Historically, subterranean wells have been drilled by rotating a bit attached to the end of jointed pipe or tubing sections. The jointed pipe string is rotated from the surface, which rotation is transferred to the bit. As the rotating bit drills into the earth, additional sections or joints of pipe must be added to drill deeper. A significant amount of time and energy is consumed in adding and removing new sections of pipe to the drill string.
Coiled tubing, such as described in U.S. Pat. No. 4,863,091, is available in virtually unlimited lengths and has been used for a variety of purposes in the exploration and production of hydrocarbons from subterranean wells. Coiled tubing is widely used in the oil and gas industry for a variety of purposes and applications, including, but not limited to, drilling, completion, and work over operations. For example, coiled tubing may be run into a subterranean well to produce hydrocarbons from the subterranean formation, to fracture or perforate the subterranean formation, to perform well data acquisition, introduce fluids, and to clean out the wellbore.
Coiled tubing is typically supplied to the oilfield on a large spool or reel that contains thousands of feet of continuous, relatively thin-walled tubing that typically has an outside diameter between about 1″ to 4.5″. During use, the tubing is spooled off the reel and onto a device or “gooseneck” that bends and guides the coiled tubing into another device, such as an injector head. The injector head functions to grip the tubing and mechanically force it into, and withdraw it from, the wellbore.
Coiled tubing rigs primarily consist of an injector head for inserting and removing the coiled tubing from the wellhead, a spool reel for storing and transporting the coiled tubing, a power pack to power the injector head, and a control room to operate the machinery.
A typical coiled tubing injector is comprised of two continuous chains, though more than two can be used. The chains are mounted on sprockets to form elongated loops that counter rotate. A drive system applies torque to the sprockets to cause them to rotate, resulting in rotation of the chains. In most injectors, chains are arranged in opposing pairs, with the pipe being held between the chains. Grippers carried by each chain come together on opposite sides of the tubing and are pressed against the tubing. The injector thereby continuously grips a length of the tubing as it is being moved in and out of the well bore. The “grip zone” or “gripping zone” refers to the zone in which grippers come into contact with a length of tubing passing through the injector.

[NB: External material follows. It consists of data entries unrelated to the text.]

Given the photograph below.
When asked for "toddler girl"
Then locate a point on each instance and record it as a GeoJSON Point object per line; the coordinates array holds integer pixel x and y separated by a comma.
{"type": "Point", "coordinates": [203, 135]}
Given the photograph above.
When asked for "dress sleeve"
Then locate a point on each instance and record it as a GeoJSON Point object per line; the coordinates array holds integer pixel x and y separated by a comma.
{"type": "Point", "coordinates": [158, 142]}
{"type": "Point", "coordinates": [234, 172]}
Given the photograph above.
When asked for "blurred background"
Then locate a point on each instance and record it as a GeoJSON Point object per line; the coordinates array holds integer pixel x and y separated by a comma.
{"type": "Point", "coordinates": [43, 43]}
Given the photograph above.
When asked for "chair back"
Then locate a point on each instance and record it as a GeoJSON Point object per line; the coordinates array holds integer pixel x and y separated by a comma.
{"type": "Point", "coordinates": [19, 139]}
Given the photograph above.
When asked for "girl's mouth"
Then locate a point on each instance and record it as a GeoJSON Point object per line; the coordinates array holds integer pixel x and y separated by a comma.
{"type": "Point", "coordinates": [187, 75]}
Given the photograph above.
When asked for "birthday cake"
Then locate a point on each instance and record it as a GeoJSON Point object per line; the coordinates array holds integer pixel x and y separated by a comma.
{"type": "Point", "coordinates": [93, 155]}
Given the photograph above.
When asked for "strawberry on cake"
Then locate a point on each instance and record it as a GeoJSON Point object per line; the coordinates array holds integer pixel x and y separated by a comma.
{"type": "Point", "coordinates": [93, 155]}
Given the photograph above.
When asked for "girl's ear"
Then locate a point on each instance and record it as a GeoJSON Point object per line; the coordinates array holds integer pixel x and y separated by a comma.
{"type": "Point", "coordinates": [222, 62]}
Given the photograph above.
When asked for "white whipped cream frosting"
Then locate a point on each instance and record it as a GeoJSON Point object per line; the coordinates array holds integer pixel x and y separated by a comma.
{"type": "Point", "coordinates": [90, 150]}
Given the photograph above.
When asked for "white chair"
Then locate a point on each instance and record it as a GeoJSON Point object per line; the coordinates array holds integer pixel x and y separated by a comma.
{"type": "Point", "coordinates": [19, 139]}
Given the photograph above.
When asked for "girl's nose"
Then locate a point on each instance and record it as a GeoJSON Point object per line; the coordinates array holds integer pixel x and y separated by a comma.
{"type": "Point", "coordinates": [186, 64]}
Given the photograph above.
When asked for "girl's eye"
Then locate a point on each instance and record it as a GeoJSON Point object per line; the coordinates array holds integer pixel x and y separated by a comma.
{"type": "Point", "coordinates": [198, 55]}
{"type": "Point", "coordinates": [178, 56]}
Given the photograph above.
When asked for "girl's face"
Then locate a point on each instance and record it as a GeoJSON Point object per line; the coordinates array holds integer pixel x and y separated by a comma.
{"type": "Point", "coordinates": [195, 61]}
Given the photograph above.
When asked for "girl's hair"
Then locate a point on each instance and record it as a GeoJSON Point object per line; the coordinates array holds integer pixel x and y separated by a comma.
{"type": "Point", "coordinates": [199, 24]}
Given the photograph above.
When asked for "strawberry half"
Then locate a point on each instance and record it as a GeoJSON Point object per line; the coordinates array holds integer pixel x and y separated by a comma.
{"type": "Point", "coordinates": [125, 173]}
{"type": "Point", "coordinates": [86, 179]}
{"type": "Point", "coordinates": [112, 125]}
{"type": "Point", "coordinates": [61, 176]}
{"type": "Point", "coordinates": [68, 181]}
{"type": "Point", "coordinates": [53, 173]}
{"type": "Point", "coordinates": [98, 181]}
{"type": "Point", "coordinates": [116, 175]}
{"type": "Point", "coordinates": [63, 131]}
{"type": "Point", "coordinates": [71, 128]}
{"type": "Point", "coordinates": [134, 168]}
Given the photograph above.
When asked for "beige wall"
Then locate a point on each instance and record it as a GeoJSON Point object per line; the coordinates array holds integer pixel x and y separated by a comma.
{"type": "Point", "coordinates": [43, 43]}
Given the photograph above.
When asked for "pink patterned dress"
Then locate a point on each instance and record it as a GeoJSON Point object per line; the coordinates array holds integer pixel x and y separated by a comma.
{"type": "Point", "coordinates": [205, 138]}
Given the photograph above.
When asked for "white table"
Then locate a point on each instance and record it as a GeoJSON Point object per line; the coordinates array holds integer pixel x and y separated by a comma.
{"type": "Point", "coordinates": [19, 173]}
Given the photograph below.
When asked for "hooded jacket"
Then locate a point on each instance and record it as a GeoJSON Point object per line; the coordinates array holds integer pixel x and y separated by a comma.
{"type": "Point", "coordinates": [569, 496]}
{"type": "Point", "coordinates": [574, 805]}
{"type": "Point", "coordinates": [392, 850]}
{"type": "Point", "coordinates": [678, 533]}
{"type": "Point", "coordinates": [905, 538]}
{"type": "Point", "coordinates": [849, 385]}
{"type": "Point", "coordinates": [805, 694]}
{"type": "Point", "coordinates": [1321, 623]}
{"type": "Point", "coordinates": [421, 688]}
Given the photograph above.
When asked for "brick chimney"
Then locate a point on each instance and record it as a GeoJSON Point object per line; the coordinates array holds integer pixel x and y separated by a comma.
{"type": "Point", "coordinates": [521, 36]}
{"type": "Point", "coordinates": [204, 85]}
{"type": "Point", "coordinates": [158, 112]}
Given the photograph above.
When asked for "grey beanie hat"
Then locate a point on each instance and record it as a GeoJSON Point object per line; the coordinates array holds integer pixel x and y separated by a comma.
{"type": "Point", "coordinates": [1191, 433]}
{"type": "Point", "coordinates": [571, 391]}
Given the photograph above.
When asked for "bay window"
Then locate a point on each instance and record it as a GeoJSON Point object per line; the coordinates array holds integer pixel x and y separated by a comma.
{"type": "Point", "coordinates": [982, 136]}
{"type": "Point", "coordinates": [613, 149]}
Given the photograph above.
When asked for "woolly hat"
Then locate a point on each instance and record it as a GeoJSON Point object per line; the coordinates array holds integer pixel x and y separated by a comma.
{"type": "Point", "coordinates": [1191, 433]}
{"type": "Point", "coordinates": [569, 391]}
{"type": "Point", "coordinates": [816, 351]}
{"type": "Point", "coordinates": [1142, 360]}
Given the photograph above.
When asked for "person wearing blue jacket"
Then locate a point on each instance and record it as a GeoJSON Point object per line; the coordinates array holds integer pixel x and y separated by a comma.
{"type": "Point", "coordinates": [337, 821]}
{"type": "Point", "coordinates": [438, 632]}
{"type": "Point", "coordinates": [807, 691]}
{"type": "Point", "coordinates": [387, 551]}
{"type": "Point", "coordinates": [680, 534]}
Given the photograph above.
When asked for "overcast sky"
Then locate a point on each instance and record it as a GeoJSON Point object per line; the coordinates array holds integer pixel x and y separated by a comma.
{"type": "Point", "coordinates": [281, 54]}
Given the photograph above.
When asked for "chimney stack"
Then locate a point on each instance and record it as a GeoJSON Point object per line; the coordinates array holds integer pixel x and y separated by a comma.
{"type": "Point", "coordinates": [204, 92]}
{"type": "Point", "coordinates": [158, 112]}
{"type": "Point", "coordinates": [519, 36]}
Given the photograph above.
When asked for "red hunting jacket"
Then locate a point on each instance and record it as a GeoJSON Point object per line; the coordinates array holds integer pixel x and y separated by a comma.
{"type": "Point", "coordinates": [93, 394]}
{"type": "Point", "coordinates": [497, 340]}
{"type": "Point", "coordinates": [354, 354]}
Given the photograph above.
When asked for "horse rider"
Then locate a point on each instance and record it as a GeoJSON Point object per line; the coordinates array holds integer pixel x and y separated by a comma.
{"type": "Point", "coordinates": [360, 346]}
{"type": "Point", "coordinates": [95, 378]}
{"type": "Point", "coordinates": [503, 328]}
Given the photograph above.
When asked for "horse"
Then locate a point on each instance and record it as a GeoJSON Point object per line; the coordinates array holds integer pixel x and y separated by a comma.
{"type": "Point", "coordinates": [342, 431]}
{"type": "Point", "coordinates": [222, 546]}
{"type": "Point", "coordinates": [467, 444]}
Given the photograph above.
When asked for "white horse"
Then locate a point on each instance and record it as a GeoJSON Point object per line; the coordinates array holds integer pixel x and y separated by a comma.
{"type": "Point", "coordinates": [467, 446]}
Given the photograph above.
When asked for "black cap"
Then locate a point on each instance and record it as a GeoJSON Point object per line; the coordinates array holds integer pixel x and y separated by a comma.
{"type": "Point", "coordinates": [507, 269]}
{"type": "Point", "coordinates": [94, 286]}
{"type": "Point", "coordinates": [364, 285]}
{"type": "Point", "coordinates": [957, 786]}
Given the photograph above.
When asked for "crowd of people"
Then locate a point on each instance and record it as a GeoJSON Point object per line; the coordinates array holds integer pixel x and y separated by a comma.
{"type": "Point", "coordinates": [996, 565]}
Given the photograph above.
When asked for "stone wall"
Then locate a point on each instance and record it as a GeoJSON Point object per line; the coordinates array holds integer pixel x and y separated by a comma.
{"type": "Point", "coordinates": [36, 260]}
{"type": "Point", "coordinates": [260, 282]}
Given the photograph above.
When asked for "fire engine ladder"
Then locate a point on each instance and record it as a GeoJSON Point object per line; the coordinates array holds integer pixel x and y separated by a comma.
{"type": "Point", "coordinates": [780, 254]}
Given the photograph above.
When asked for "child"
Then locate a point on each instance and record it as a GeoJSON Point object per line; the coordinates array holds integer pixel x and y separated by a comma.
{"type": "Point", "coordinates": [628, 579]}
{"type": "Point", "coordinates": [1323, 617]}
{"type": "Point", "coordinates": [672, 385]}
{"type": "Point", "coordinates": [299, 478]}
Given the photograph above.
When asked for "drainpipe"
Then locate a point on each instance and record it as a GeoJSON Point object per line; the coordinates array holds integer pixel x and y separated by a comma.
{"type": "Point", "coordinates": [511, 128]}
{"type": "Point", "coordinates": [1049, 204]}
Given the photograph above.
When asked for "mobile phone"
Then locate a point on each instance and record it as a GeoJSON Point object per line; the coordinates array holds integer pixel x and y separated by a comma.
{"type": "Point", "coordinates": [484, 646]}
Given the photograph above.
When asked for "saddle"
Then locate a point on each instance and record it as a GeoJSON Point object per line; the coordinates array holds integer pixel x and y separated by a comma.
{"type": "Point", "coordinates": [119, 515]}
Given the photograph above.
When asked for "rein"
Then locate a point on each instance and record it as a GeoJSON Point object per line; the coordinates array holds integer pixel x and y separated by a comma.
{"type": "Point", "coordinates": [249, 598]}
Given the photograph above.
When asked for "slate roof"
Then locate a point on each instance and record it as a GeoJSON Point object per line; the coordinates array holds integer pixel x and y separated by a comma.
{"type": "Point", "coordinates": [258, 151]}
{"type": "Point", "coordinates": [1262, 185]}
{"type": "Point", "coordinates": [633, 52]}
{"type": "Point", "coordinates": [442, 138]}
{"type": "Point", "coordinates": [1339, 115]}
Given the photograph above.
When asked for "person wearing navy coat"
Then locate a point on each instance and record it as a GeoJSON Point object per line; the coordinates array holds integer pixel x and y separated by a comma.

A drive system for a coiled tubing injector includes at least one motor. For larger injectors, intended to carry heavy loads, each chain will typically be driven by a separate motor. The motors are typically hydraulic, but electric motors can also be used. Each motor is coupled either directly to a drive sprocket on which a chain is mounted, or through a transmission to one or more drive sockets. Low speed, high torque motors are often the preferred choice for injectors that will be carrying heavy loads, for example long pipe strings or large diameter pipe. However, high speed, low torque motors coupled to drive sprockets through reduction gearing are also used.
The coiled tubing injector head is conventionally positioned above the wellhead. In work over operations, for example, the injector head may be suspended above the wellbore by a crane or other device. A lubricator may be used to connect the injector head to the wellhead (including, for example, a blowout preventer) at the top of the wellbore to prevent the coiled tubing from buckling or otherwise deforming prior to entering the wellbore.
Typically, coiled tubing operations are performed from a crane where the crane suspends the injector above the wellbore and the injector deploys the coiled tubing downhole. Further, in this configuration, lubricators are positioned between the wellbore and the injector in a substantially vertical manner. In these applications, the lubricators are often load-bearing themselves. Overhead loads can fall and pose a danger to people around the coiled tube injector.
It is therefore advantageous to develop apparatuses and methods of transmitting coiled tubes downhole from a horizontal position. Further, without cranes, the injector is easier to move from wellhead to wellhead. In such applications, it is also advantageous to have a coil tubing lubricator substantially parallel to and near ground level with respect to the tubing for lubricating and assembly of downhole tools.